Dijelaskannya, pelanggaran Hukum Acara adalah Kejahatan Jabatan sebagaimana diatur di Bab XXVIII KUHP. Ditambahkannya, keterangan 11 Saksi dan BAP terdakwa Heddy Kandou, bila menjadi pertimbangan Yang Mulia Majelis Hakim, cukup untuk membuktikan mengenai unsur pengadaan barang dan jasa, yang sama sekali, tidak dilakukan oleh terdakwa Heddy Kandou. “Saat melakukan penggeledahan barang bukti pun, Jaksa menyalahi ketentuan Pasal 129 KUHAP. Mestinya penggeledahan barang bukti untuk Tersangka Heddy Kandou disaksikan oleh Heddy Kandou, bukan Padmasari Metta yang dilindungi JPU,” ujar Kaligis dalam Dupliknya yang dibacakan di depan Majelis Hakim Pengadilan Tipikor, pada Rabu (7/2/2023) lalu.
Ditambahkan Kaligis, anehnya, yang hadir di dalam penggeledahan adalah Padmasari Metta, yang bebas memilah-milah barang bukti, yang digunakan untuk terdakwa Heddy Kandou.
“Tetapi beranikah Yang Mulia Majelis Hakim mempertimbangkan sebelas keterangan saksi, keterangan terdakwa Heddy Kandou dan penyitaan barang bukti yang menyalahi KUHAP?,” tukas Kaligis.
Mengenai Kerugian Negara, Seharusnya Melalui Pemeriksaan Badan Pemeriksa Keuangan (BPK)
Dalam Dupliknya, Kaligis juga mengutip keterangan dua ahli keuangan, Dr. Eko Sembodo, SE., MM., MAk., CFrA dan Prof. Dr. Dadang Suwanda, S.E., MM., MAk, Ak, CA, yang berpendapat bahwa audit investigasi JPU, tidak memenuhi standar audit, tidak dapat diyakini (diragukan) kebenarannya dan tidak dapat dipertanggungjawabkan.
“Karena faktanya terdakwa tidak pernah dikonfirmasi dan diklarifikasi mengenai angka-angka kerugian negara, dan hanya BPK yang punya wewenang menentukan kerugian negara. SEMA No. 4 Tahun 2016 pun mengharuskan adanya perhitungan BPK dalam menghitung kerugian negara,” tegas Kaligis.

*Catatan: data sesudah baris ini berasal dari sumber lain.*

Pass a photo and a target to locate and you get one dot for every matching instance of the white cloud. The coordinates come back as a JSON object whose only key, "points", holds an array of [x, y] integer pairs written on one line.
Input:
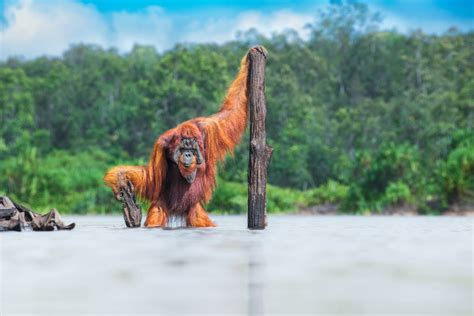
{"points": [[35, 27]]}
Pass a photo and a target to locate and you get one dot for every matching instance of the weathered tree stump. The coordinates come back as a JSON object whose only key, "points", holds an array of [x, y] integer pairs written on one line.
{"points": [[132, 213], [260, 152], [16, 217]]}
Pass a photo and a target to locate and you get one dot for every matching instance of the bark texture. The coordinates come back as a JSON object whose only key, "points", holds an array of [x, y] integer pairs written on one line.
{"points": [[260, 152]]}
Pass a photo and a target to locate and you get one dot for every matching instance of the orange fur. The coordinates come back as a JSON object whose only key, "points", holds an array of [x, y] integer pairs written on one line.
{"points": [[217, 134]]}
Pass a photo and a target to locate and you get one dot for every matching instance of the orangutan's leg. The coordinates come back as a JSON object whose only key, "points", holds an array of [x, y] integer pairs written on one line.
{"points": [[197, 217], [156, 217]]}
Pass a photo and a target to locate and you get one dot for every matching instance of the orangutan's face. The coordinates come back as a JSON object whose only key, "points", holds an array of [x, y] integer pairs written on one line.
{"points": [[188, 156]]}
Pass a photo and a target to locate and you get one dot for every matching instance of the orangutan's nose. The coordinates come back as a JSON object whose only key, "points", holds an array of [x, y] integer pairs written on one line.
{"points": [[187, 158]]}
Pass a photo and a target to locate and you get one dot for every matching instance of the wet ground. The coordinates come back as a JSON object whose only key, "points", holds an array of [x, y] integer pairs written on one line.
{"points": [[299, 264]]}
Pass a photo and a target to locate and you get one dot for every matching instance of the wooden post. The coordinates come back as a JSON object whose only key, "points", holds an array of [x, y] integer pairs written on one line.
{"points": [[260, 153], [132, 213]]}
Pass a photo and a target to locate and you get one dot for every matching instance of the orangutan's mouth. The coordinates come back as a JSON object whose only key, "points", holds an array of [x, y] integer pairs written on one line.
{"points": [[191, 177]]}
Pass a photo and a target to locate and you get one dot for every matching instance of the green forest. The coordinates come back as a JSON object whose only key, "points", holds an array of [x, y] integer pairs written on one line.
{"points": [[363, 119]]}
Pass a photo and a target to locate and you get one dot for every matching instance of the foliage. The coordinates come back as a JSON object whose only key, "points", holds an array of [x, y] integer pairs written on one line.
{"points": [[358, 115]]}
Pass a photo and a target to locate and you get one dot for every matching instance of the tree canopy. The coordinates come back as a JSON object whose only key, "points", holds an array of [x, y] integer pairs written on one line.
{"points": [[386, 118]]}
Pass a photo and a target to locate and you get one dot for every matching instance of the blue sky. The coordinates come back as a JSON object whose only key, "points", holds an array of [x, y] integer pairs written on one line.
{"points": [[47, 27]]}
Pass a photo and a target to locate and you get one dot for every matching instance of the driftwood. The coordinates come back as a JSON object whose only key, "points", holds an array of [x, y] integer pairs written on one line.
{"points": [[16, 217], [132, 213], [260, 152]]}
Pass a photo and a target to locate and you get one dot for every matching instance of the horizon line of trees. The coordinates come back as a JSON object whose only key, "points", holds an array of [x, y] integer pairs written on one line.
{"points": [[358, 117]]}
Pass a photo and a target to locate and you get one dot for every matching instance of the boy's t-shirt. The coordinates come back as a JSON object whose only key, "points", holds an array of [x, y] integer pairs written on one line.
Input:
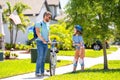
{"points": [[78, 40], [44, 30]]}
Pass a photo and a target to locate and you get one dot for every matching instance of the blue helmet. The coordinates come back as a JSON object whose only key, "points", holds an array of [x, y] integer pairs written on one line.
{"points": [[79, 28]]}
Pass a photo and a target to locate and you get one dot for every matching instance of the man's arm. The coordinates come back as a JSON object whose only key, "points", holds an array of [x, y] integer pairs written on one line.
{"points": [[39, 36]]}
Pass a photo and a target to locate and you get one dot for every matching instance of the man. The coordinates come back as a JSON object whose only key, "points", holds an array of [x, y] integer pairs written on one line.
{"points": [[42, 31]]}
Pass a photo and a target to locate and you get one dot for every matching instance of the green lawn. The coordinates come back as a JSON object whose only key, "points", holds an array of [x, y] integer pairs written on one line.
{"points": [[93, 73], [89, 52], [15, 67]]}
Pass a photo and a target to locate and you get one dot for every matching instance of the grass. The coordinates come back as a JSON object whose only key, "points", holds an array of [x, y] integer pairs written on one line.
{"points": [[15, 67], [89, 52], [93, 73]]}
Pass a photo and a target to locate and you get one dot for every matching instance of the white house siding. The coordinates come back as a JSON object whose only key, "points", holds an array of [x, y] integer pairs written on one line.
{"points": [[22, 37]]}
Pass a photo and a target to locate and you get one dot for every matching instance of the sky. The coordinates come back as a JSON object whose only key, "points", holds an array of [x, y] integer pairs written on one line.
{"points": [[63, 3]]}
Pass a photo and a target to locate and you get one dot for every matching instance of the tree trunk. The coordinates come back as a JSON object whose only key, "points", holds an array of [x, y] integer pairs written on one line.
{"points": [[16, 35], [11, 34], [105, 56]]}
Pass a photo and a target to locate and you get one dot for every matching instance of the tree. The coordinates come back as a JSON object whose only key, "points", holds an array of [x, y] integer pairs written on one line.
{"points": [[96, 17], [19, 7], [6, 19]]}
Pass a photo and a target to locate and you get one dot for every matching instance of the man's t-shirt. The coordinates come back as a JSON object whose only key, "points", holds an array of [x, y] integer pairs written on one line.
{"points": [[44, 30]]}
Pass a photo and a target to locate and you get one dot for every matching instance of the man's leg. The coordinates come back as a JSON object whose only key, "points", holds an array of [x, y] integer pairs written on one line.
{"points": [[39, 57], [43, 58]]}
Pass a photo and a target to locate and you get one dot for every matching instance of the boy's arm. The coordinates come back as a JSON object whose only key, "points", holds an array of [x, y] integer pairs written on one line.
{"points": [[39, 36]]}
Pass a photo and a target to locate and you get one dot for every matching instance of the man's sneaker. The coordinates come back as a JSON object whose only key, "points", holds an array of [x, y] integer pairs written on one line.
{"points": [[73, 71], [44, 75], [38, 75]]}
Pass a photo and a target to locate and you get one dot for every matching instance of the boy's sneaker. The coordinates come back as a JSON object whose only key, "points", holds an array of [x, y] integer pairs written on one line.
{"points": [[44, 75], [73, 71], [38, 75]]}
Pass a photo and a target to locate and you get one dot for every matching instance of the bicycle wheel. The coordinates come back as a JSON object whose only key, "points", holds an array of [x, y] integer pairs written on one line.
{"points": [[52, 64]]}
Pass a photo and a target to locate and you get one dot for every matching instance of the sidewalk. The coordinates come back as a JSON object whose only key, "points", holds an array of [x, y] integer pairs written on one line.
{"points": [[61, 70]]}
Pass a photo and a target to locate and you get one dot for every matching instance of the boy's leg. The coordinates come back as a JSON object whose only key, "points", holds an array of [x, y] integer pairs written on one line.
{"points": [[75, 61], [81, 60]]}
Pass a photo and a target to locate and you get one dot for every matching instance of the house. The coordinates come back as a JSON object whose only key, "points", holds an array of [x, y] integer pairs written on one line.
{"points": [[38, 7]]}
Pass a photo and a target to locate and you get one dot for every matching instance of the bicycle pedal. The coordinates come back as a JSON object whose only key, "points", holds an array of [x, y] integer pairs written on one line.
{"points": [[58, 60]]}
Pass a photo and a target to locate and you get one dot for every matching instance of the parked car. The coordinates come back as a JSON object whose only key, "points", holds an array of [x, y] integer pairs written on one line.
{"points": [[116, 43]]}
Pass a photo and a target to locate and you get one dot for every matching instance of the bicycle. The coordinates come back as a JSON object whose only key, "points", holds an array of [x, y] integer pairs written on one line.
{"points": [[53, 58]]}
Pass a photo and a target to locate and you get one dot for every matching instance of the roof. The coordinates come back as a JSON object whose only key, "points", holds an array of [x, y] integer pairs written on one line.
{"points": [[53, 2], [36, 5]]}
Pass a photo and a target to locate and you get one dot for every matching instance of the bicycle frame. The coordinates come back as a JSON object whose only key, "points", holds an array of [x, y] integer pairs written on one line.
{"points": [[53, 59]]}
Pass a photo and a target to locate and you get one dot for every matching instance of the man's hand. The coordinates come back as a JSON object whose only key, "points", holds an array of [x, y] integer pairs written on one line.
{"points": [[44, 42]]}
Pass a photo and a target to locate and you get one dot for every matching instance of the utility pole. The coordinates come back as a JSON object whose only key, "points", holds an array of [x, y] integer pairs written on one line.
{"points": [[2, 29]]}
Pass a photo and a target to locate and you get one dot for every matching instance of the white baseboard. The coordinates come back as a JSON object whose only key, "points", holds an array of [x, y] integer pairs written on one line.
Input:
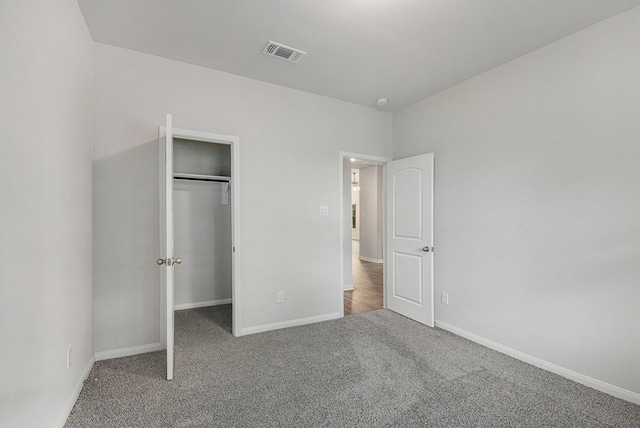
{"points": [[127, 352], [76, 393], [599, 385], [182, 306], [291, 323], [367, 259]]}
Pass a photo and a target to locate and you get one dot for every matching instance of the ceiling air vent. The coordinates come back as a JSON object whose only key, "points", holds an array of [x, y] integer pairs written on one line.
{"points": [[283, 52]]}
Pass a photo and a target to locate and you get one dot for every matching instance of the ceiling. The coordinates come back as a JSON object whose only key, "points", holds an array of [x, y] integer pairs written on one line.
{"points": [[357, 50]]}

JPU menghindar memakai Jasa BPK sekalipun Kesepakatan Jaksa Agung – BPK, mengharuskan dalam menghitung kerugian negara, harus melalui pemeriksaan BPK. “Bila itu dilakukan JPU, pasti akan terbukti, bahwa terdakwa sama sekali tidak merugikan keuangan negara. Semoga Yang Mulia Majelis Hakim didalam memutus, tetap mempertimbangkan Pledooi kami, Keberatan, Duplik, termasuk Pembelaan Pribadi terdakwa Heddy Kandou, untuk akhirnya memberi putusan bebas murni,” harap Kaligis.
Ditambahkannya, JPU telah mengaburkan fakta persidangan dengan mempelintir kesaksian para saksi di persidangan, hanya untuk memaksakan tuntutannya terhadap terdakwa. “Mencermati dalil-dalil JPU dalam Repliknya, terdapat beberapa dalil yang tidak sesuai dengan fakta persidangan atau dengan kata lain para saksi yang bersangkutan, sama sekali tidak pernah memberikan pernyataan demikian,” ujar Kaligis.
Salah satu keterangan saksi yang diplintir adalah keterangan Elisa Danardono (Senior Sales Spesialis PT. Telkom Telstra) yang dalam Replik JPU, disebutkan bahwa Elisa Danardono mendapatkan uang ucapan terima kasih dari pihak Quartee melalui saksi Moch. Rizal Otoluwa dan terdakwa, Heddy Kandou, sebesar total satu miliar rupiah.
“Faktanya, saksi Elisa Danardono hanya menerangkan menerima uang tersebut, dari saksi Moch. Rizal Otoluwa dan terdakwa tidak berada di situ,” ungkap Kaligis.
Kemudian, dalam Replik JPU, pada keterangan saksi Moch. Rizal Otoluwa, disebutkan bahwa terdakwa telah memerintahkan Padmasari Metta untuk mentransfer uang dari PT. Interdata ke PT. Quartee, dan dari PT. Quartee ke PT. Haka Luxury serta dari PT. Interdata ke PT. Haka Luxury.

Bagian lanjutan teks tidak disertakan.